Nesta segunda-feira, a coluna 10 ou Desce reflete sobre o abismo que separa a ficção bem cuidada da realidade mal conduzida. Enquanto uma novela das nove nos emociona com a verdade das relações humanas, o maior reality do país se afoga em um mar de negligência, falta de tato e erros de comando que beiram o sadismo.
Nota 10: O Afeto de Lorena e Juquinha em Três Graças
A nota máxima vai para a sensibilidade da narrativa envolvendo as personagens Lorena (Alanis Guillen) e Juquinha (Gabriela Medvedovski) em Três Graças. O destaque absoluto da última semana foi a cena em que Lorena revela à mãe (vivida por Andréia Horta) que sua relação com Juquinha transcende a amizade: elas são namoradas.

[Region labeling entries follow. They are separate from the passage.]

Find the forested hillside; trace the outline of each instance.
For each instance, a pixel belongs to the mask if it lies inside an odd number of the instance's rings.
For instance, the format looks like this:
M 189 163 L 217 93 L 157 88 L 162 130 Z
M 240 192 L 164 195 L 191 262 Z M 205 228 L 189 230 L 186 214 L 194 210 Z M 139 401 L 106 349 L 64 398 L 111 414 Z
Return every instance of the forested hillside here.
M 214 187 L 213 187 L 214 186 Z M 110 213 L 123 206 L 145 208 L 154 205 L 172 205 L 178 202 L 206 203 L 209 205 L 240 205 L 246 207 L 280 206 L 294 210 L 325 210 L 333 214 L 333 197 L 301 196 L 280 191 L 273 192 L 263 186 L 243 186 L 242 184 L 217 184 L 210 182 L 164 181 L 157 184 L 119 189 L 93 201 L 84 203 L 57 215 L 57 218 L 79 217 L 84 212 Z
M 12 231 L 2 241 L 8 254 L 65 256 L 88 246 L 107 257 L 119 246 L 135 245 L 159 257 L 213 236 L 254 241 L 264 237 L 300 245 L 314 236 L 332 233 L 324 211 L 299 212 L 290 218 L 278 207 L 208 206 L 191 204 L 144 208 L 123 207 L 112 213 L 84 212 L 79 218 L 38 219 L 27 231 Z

Foi um momento de “televisão estado de arte”. A cena foi escrita com uma delicadeza rara, dirigida com pausas precisas e interpretada com uma entrega visceral. Cada silêncio e cada troca de olhares construíram uma tensão real, que desaguou em um resultado de profundo carinho e afeto.
Mais do que entretenimento, a sequência prestou um serviço social. Sabemos que milhares de jovens enfrentam o pânico da rejeição ao compartilhar sua orientação sexual com a família. Ao mostrar um amparo acolhedor em pleno horário nobre, a novela oferece esperança e serve de espelho para diálogos necessários dentro de casa, substituindo a angústia pela conversa. Um acerto gigante de texto e humanidade.
Nota Zero (Desce): O Caos e a Falta de Tato do BBB 26
Se a ficção nos traz esperança, o BBB 26 nos entrega o horror. O programa, que deveria ser o carro-chefe da Globo, tornou-se um pesadelo para o público, para a emissora e para os patrocinadores. A nota zero é pouco para o que assistimos nos últimos dias.
Primeiro, o erro na “mão” da produção: o resgate do Quarto Branco transformou-se em uma prova insalubre. Manter participantes confinados com racionamento severo de água e apenas bolacha água e sal (alguém avisa à produção que isso não é nutrição?) ultrapassou o limite do desafio e entrou na zona do perigo físico. Quando um participante escancarou a precariedade da situação ao vivo, a resposta de Tadeu Schmidt foi fria, minimizando o sofrimento ao citar “médicos e nutricionistas” — um argumento que não convenceu ninguém.
Mas o fundo do poço veio na condução de um caso gravíssimo: a suposta tentativa de beijo forçado sofrida por uma participante. É aqui que falamos de Tadeu Schmidt. O apresentador parece ter perdido totalmente o prumo para o cargo.
É inadmissível que um jornalista entre no ar sorrindo e com semblante feliz para anunciar a desistência de um participante envolvido em uma acusação de violência contra a mulher. Não há espaço para sorrisos ao noticiar uma agressão. Para piorar, Tadeu prometeu espaço para a vítima se pronunciar e, logo em seguida, cortou o contato, silenciando-a em rede nacional. O ápice do descompasso — ou do sadismo — foi se despedir enviando um “beijo” para a vítima de uma tentativa de beijo forçado.
Falta bom senso, falta ética e, acima de tudo, falta respeito. O BBB 26 parou de ser um jogo para se tornar um estudo de caso sobre como não gerenciar uma crise humana.
A pergunta que fica: após tantos erros de condução, ainda há clima para Tadeu Schmidt continuar no comando do reality?